Noa got up to get dressed.
She couldn’t help it. Akiko was training to be a sociologist. She collected pieces of data, and her lover was her favorite puzzle. Yet the more she inquired, the more reticent he grew. When he answered her in his pithy manner, she had a habit of saying, “Sooo?” as if the facts of his life were something marvelous to behold. Everything about him was fascinating to her, but Noa didn’t want to be fascinating. He wanted just to be with her. He didn’t mind when she turned her headlights on strangers; it was far more interesting to hear her attempts at demystifying others.
He was Akiko’s first Korean lover. In bed, she wanted him to speak Korean.
“How do you say ‘pretty’?” she’d asked just a few hours before.
“Yeh-puh-dah.” Such a simple word felt strange in his mouth when he’d said it to her. Akiko was stunning; “pretty” wouldn’t suffice in describing her beauty. “Ah-reum-dop-da,” he should have said, but Noa didn’t. She was an excellent social scientist not to have asked for the Korean word for love, because he would have no doubt revealed his hesitation in the translation.

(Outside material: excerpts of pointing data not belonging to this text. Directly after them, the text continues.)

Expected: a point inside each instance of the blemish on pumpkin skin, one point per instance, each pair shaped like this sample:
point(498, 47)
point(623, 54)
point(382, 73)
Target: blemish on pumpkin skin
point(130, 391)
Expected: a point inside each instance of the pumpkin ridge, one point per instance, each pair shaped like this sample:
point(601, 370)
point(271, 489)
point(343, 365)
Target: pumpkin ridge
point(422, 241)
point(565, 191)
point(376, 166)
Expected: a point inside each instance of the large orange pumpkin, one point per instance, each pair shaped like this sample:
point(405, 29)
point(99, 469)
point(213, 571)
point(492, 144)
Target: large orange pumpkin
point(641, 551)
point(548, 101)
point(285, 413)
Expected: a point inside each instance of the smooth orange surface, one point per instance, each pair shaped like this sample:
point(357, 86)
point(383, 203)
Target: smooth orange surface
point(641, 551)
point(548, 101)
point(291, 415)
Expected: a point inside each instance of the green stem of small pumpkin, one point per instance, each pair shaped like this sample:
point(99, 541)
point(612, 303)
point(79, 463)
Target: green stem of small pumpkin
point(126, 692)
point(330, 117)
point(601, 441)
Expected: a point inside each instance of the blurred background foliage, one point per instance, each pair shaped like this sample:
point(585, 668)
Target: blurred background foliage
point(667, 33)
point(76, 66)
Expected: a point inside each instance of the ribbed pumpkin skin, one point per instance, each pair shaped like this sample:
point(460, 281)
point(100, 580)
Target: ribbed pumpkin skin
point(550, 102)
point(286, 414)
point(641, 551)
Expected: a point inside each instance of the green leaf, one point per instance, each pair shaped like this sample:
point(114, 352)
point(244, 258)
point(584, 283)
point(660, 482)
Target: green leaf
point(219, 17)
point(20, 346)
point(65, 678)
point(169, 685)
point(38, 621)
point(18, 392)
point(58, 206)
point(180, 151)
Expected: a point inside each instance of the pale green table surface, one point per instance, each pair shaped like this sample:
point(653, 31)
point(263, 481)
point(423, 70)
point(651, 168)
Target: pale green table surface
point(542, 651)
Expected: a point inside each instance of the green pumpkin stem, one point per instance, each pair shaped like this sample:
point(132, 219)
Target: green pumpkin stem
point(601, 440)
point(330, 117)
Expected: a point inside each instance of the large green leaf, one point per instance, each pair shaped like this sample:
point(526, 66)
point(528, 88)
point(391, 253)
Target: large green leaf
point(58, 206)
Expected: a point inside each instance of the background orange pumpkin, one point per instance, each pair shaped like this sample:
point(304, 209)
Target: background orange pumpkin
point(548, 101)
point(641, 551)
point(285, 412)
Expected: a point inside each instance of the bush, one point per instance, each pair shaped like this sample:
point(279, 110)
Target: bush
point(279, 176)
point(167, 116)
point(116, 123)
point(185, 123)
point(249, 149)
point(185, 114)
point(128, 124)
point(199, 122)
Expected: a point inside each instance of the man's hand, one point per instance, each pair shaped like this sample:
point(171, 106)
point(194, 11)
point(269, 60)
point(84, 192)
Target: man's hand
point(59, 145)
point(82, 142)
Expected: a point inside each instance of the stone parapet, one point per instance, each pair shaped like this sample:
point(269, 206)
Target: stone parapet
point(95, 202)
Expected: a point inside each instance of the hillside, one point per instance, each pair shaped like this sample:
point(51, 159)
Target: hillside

Not wishing to be a specimen under her glass, Noa didn’t talk about his mother, who had peddled kimchi and, later, confections so he could go to school, or his father, who’d died from harsh imprisonment during the colonial era. These aspects of his biography had happened a long time ago as far as he was concerned. He wasn’t ashamed of his past; it wasn’t that. He resented her curiosity. Akiko was a Japanese girl from an upper-class family who had grown up in Minami-Azabu; her father owned a trading company and her mother played tennis with expatriates in a private club. Akiko adored rough sex, foreign books, and talking. She had pursued him, and Noa, who had never had a serious girlfriend before, did not know what to make of her.